I entered Duke four years ago with the Class of 2012, never stopping to think that our expiration date was stamped over the very celebration of our arrival. Well, it’s 2012.
I’d like to say I welcome change, but I don’t. There’s the momentary excitement at the prospect of something new and different, and the possibilities that come with it. But ultimately, I tend to like things the way they are. There’s a little bit of laziness in there—sometimes I can’t be bothered to fix something that’s not broken. A tiny bit of ego—surely the way I had been doing things was the best way. And some fear—that things will never be the same.
My habitual sameness extends to every part of my life. I take the same kinds of classes, talk to the same people and order the same thing at favorite restaurants. In high school, Sunday was always dumpling night. The variety in my wardrobe consisted of different colors of polo shirts, and different washes of jeans. I didn’t consider myself 16 until I turned 17.
You can imagine how college, well, changed me. I can describe my freshman year self in some ways—100 pounds, awkward, insecure.
OK, so I haven’t changed so much.
The old and the wise tell me that college is the best time of your life. I say, which part? It seems preposterous to define four transformative years as one experience.
Was it freshman year, taking advantage of independence for the first time? My newfound freedom carried me to Italy, China, Holland and Germany. I got my first B—and my first C—but at least Shooters wasn’t strict enough yet to care that I was 17.
Maybe it was sophomore year. I had a car on campus, and I no longer had to wake up an extra half hour early to account for the C-1 wait. I was disdainful toward the freshmen, more than half of whom were older than me. I threw up in the snow once (or twice) behind a frat house, and I started to explore Durham beyond Mt. Fuji and Torero’s.
My junior year will always be defined by 301 Flowers, and the thin bundle of print you’re holding (or screen you’re reading) now. My fellow editors and I assigned the utmost importance to obscure decisions that no one else noticed or cared about. I lived and died by journalism. I decided I didn’t want to go into journalism. A best friend became a boyfriend, and then an old friend. A lot can happen in a year.
And my senior year—well, it’s not over until it’s over. But it has been a radically unique experience in ways I never could have predicted, as has each of my four years at Duke.
Now, with time slipping away more quickly than I can process it, I’m left to reflect on the somewhat cruel impermanence of college life.
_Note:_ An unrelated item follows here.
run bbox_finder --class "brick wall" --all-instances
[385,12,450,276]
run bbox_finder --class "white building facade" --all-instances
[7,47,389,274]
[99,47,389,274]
To my change-resistant self, it is inexplicably ironic to hand a 17-year-old an environment tailor-made for forging relationships and shared experiences, only to kick her out four years later, maybe not wiser but a little less vulnerable.
But when I think a little harder, slipping past the nostalgia, I find that the change hasn’t been so bad. I’ve never longed for the days of accepting whatever cheap vodka I could get a senior to buy for me. I don’t miss hearing the birds chirp while trudging across an empty quad at 4 a.m. after putting the paper to bed—knowing that I’ll do it again tomorrow, and the next day. And as wistfully as I stare up at my old dorm windows, I wouldn’t trade my big apartment for a shared 200-square foot box.
Life moves quickly, in retrospect. But my routine has been ripped up and rewritten so many times, I’ve come to dismiss any semblance of consistency or predictability. Change has become habitual. And when you put it like that, I’m OK with it.
Of course, some things don’t change. My freshman year roommate and I still call the same place home, although we have upgraded from Hotel Bell Tower to a suite at the Belmont. I still can’t cook, but I sure can eat. I am no less incapable of making decisions as I was four years ago, but at least now I know to pawn those off on someone else.
Some weekends I go home to my parents in Chapel Hill for a night, or even just a dinner, and it feels like I never left. My mother watches trashy TV with me, and my father explains concepts from my economics classes that I don’t understand. My dog whines for our table scraps. Those nights, I am 16 again.
I appreciate more than ever those increasingly rare opportunities to bask in my parents’ limitless love and hide from my impending graduation. I recognize that despite the tumult of college, the next change will be the biggest, scariest and most exciting yet.
Toni Wei is a Trinity senior. She is a senior editor and former managing editor of The Chronicle. She knows you hate it when she corrects your grammar, but it’s for your own good.